В русских церквах мы чувствовали себя очень неуютно. От костров шёл слабый неровный красноватый свет. Дым поднимался вверх неохотно, он стелился, как туман, по-над полом и ел глаза. Неподвижные вытянутые изображения русских святых (Жан-Люк говорил — византийских) на стенах часто оживали. От вспышек огня на смолистых поленьях они начинали угрожающе двигаться и колебаться, как отражения на поверхности взволновавшейся воды. Я не слабонервный человек, но мне всегда было не по себе в русских храмах. И другим тоже. Только самые толстокожие не обращали внимания на тёмную хмурую стенопись. И все церкви в России мне казались какими-то холодными, я всегда невольно поёживался, заходя в русский храм.
Да, на фрески ложился неровный и густой слой сажи. Но тогда мы не признавали никакой эстетической ценности за этими варварскими росписями. Мы вели себя как победители и смотрели на это «искусство» свысока[10]. Может, только я да Жан-Люк взглянули на него со временем другими глазами благодаря особым обстоятельствам.

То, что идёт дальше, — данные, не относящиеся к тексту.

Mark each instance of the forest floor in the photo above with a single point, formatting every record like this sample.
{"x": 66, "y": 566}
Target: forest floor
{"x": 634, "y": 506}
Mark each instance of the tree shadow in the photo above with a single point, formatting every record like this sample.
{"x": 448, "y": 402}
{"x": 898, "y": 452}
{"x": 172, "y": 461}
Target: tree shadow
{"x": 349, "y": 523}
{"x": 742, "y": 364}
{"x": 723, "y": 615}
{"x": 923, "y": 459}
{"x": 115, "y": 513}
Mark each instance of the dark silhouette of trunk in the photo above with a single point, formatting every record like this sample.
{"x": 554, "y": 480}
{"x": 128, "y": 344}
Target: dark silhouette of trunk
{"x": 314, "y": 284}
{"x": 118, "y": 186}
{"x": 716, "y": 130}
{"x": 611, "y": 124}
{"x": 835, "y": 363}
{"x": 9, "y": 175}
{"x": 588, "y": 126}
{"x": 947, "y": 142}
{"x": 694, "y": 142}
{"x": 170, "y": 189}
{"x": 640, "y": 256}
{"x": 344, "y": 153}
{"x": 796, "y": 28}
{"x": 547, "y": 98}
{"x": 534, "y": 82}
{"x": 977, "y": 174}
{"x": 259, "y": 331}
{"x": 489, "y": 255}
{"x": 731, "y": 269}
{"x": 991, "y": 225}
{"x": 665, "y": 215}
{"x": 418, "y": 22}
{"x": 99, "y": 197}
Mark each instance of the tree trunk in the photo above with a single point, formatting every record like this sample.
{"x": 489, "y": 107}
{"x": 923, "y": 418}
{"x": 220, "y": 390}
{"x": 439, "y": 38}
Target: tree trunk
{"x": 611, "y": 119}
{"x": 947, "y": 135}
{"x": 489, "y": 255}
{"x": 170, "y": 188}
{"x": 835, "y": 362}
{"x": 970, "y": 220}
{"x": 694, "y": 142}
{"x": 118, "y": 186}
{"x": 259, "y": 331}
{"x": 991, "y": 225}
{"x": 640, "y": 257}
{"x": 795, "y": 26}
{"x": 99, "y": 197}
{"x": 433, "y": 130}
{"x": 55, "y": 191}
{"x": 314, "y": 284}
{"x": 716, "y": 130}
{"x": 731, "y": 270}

У меня сейчас такое чувство, что я иногда оправдываюсь… Но пусть меня оправдает Теофиль Готье. Помню, ещё в позапрошлом году я купил Le Moniteur Universel[11] за 11 октября и нашёл там репортаж Готье из России. Я стал следить за публикациями и с жадностью читал их. Готье побывал тогда в Москве и Петербурге, потом через пару лет съездил на Волгу. Недавно появился первый выпуск Trésors d'art de la Russie[12], который я с удовольствием прочитал. Жан-Люк принёс мне другой, более ранний chef d'oeuvre[13] Готье о его путешествии в Константинополь. В моей квартире на Кошачьей улице, как её в шутку называл Жан-Люк, мы целыми вечерами вспоминали события того времени, поражаясь разительному контрасту между впечатлениями о России, в том числе о Кремле, оставшимися у Готье сейчас и у нас более сорока пяти лет назад. Особенно мне понравилось всё сказанное о русских иконах. Я же простой офицер, а Готье своим эстетическим галльским умом увидел такое, что мне никогда не пришло бы в голову. Однако, читая его, я чувствовал, что мои воспоминания о России приобретают другие оттенки. Раньше это была память о Великом походе, который обернулся великим поражением. А теперь как будто кто-то взял в руки щётку, теплой водой смыл всю сажу с древних фресок, и они засияли яркими нежными красками. Это сделал для меня Теофиль Готье. Хотя Жан-Люк воспринял книгу более сдержанно.